Well, this is no longer the case on one of Europe’s largest carriers. Over the past few months, easyJet has been quietly rolling out allocated seating across its fleet, a process which was completed at the end of November.


It has been a long journey for the 17-year old carrier, which took 18 months to consider and plan the new scheme. The more cynical – or at least those who know the low-cost sector well – will ask: how can easyJet boost revenues or cut costs through seat allocation?  Isn’t that always the first reason for change with an LCC?


Well, according to Andy Dobson, EMEA partner at Aviate Consulting, which worked with easyJet on the project, it has more of an indirect benefit to the carrier.


“EasyJet’s customers have been asking for it for quite some time,” he says. “The feedback around the boarding process has been consistently one of the lower scoring areas, and one of the most stressful parts of the flight for passengers. EasyJet has taken this on board, and done a huge amount of work to assess it. As a result, it thinks passengers are more likely to use easyJet in the future.”
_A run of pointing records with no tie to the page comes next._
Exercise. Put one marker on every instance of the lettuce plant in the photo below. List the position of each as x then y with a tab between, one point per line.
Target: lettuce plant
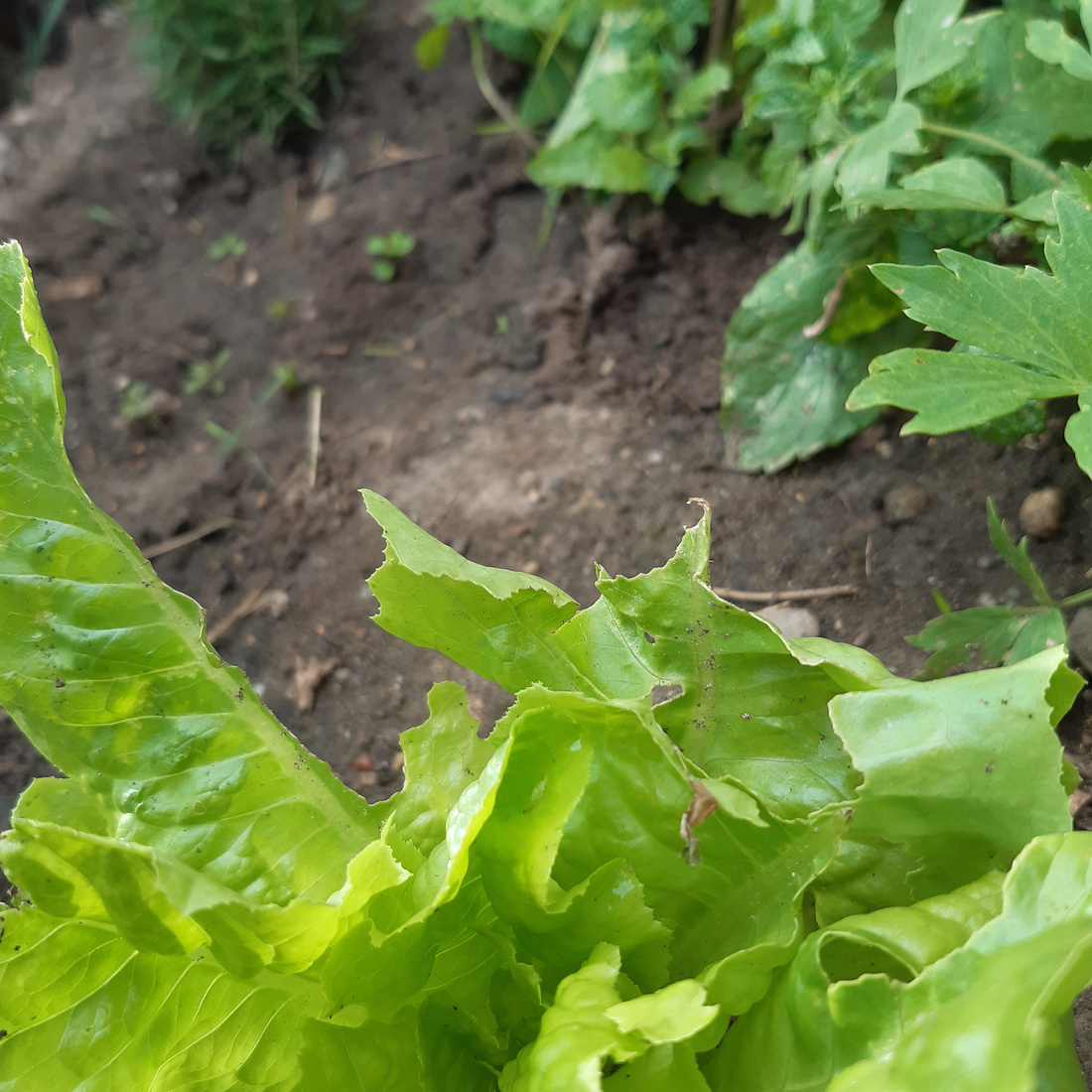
797	872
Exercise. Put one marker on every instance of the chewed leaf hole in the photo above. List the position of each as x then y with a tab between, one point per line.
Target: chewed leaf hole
662	694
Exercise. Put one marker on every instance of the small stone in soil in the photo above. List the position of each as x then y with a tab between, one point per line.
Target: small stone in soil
1041	510
793	621
905	503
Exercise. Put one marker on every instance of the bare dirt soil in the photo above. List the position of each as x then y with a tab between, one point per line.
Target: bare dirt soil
536	410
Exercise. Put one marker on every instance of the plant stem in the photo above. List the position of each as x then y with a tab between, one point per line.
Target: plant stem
718	31
996	145
490	94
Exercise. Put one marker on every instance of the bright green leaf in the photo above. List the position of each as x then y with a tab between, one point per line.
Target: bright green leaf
1048	42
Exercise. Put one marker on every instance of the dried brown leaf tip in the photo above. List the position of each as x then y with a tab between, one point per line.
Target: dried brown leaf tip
701	807
306	679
EasyJet had three main tenets which could not be broken. Firstly, seating allocation after the initial cost of development must have no additional operational cost. Secondly, the revenues it received from its now-defunct speedy boarding product had to be maintained. “It had to be done the low-cost way,” says Dobson, who worked on the creation, delivery, trial and roll-out of the programme. “The expectation is that revenues will be flat compared with speedy boarding. There was some investment in the delivery and a cost attached to that, but the process itself had to be done at no additional cost. That is possible through leveraging technology.


“It is a common misconception that seating allocation is always a revenue-generating opportunity,” he adds. “EasyJet is focusing on the customer and trying to give them what they want.”


While some low-cost carriers do use seating allocation to generate revenues, easyJet’s scheme allows the customer to pay to take control of their seating. Dobson makes the point that even if a group of friends or family are travelling together, the technology will do its best to ensure that they sit together even if they haven’t paid for the privilege – something, he says, that not all carriers do.


The other sticking point across the low-cost sector is aircraft utilisation – effectively, a good on-time performance and thus quick turnaround times – the final key tenet that the carrier said must not be affected.


“We have seen no evidence of a change in turnaround times during the trials,” acknowledges Dobson, “but easyJet is mindful that it needs to correctly manage customer behaviour. As passengers get more familiar with the process, their behaviour might change and they may not see the need to get to the gate as early.”